I grew up with the story of HMAS Sydney. The glamour ship of the Australian fleet was sunk in November 1941, a few weeks before Pearl Harbour catapulted the Americans into World War II. For a small, unprepared nation, Sydney’s demise was a foretaste of a conflict soon to sweep to the very edge of the continent, before being defeated at great cost: blood and treasure, as usual.

No-one considered Sydney unsinkable, but it was unthinkable that all 645 men aboard the ship could be lost: gone without a survivor, and for months without a trace, until a life raft and unidentified body turned up on Christmas Island. This single disaster alone accounted for a third of the RAN’s casualties during the entire war.

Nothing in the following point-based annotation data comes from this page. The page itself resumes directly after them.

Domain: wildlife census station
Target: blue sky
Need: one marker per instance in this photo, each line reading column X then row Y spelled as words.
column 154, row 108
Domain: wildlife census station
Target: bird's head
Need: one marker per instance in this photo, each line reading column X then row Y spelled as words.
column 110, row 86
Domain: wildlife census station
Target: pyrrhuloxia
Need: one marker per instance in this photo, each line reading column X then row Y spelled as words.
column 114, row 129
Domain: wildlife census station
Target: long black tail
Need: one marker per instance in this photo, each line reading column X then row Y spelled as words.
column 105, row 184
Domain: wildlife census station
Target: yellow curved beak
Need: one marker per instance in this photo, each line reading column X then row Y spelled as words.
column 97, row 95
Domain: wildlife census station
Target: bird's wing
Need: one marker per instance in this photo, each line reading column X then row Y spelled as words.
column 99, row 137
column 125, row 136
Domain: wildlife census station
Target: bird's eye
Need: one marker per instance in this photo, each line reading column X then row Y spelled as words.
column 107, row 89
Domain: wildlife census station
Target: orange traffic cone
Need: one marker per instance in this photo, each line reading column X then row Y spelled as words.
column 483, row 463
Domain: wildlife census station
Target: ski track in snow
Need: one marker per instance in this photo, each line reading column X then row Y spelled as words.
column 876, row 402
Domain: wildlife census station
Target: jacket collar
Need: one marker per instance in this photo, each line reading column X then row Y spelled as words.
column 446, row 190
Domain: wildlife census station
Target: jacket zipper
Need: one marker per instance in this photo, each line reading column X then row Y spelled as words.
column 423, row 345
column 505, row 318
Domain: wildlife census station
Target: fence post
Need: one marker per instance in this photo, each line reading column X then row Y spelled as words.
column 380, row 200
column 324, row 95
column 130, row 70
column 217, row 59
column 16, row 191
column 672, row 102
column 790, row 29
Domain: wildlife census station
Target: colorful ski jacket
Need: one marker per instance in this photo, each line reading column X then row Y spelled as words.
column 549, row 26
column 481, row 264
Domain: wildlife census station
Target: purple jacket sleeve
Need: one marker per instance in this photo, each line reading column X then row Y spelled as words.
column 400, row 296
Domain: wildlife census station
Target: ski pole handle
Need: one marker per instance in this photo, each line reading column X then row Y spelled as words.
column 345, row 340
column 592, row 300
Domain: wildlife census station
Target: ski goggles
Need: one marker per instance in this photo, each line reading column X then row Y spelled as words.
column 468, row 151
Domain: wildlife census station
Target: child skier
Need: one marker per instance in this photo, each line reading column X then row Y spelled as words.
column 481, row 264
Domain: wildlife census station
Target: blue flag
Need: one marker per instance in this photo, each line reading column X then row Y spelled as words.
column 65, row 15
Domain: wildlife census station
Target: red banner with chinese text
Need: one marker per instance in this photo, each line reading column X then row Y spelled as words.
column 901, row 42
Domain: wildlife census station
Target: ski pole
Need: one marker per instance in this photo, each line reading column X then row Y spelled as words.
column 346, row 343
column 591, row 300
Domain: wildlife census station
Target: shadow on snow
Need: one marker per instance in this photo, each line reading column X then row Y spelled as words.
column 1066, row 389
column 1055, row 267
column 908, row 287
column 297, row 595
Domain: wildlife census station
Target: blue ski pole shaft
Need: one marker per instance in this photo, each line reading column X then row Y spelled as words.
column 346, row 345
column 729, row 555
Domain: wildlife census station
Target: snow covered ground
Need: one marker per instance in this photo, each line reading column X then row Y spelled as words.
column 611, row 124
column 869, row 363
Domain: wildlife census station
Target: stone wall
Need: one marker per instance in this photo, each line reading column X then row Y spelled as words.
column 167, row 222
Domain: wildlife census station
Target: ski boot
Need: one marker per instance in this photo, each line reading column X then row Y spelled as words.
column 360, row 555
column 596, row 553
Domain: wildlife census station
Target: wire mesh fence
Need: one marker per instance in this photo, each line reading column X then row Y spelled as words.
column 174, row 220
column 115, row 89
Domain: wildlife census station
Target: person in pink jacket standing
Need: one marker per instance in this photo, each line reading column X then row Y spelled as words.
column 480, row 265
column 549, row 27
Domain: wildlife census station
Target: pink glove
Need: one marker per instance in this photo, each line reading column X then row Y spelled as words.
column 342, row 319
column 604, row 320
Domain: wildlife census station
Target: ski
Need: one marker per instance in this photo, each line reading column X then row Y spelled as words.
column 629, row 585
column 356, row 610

Not many communities were left untouched. The crew came from all over Australia, including McLaren Flat which was home to Wesley Bowden Knapman, or WBK for short. He was one of Sydney’s artificer officers, the people who maintain the ship’s steam engines. As it would later turn out, WBK was my grandfather.

WBK was the only son of a comfortable family. The Knapmans ran a brewery in Port Adelaide, so it’s a fair bet the money effectively made itself. WBK however had other plans besides beer. He loved steam engines, and better still adored mucking around with them, by all accounts whether they needed it or not. So against his mother’s wishes WBK did an apprenticeship as a boilermaker. It was his escape from a family business he detested, and when WW2 broke out, his pass into the navy.

I expect WBK’s final moments were similar to the countless other casualties of war: terrifying and confusing, as shells from the German ship smashed into Sydney.

But his place on the ship wasn’t simply the result of a boyish fascination with stuff. I’ve known for a while that illness played a part in WBK’s fate, but only in the past few days have I learned that irony and coincidence too had a role.

WBK’s first post was to a minesweeper named the Olive Cam. It was a Br’er Rabbit moment for an inveterate tinkerer: WBK at last in his steam engine briar patch. On a more sober assessment, it was far less grand than it sounds. The Olive Cam had recently come up in the world, saved from trawling for Tommies after being requisitioned by the RAN. The excitement however wasn’t to last long. A bout of appendicitis soon put WBK off the minesweeper and into hospital.

The Olive Cam had sailed by the time my grandfather was better, so on October the 31st, 1941 he was transferred to HMAS Sydney. For three brief weeks, right up until the ocean rushed through Sydney’s ruined guts, the appendicitis must have seemed worth it: a lucky, if uncomfortable break.

My grandmother was a war widow for days without knowing it. Wartime secrecy meant Sydney was long gone by the time she was told her husband was aboard. She’d thought he was still recuperating.

I’ve never known much about the Olive Cam, but with the approach of Anzac Day I decided a bit of Googling wouldn’t hurt.

Unsurprisingly that ship too is gone, though unlike Sydney, Olive Cam isn’t really remembered today. At the war’s end, the trawler turned minesweeper returned to trawling, only to sink during a vicious storm in the early ’50s.

But in November 1941, with dark rumours of Sydney’s loss sweeping the country and the navy desperately trying to contact their glamour girl, a few lesser ships were quietly dispatched to search for her and her crew.

Among them was a footnote to history, the Olive Cam.

Simon Royal presents 7.30 SA on ABC TV.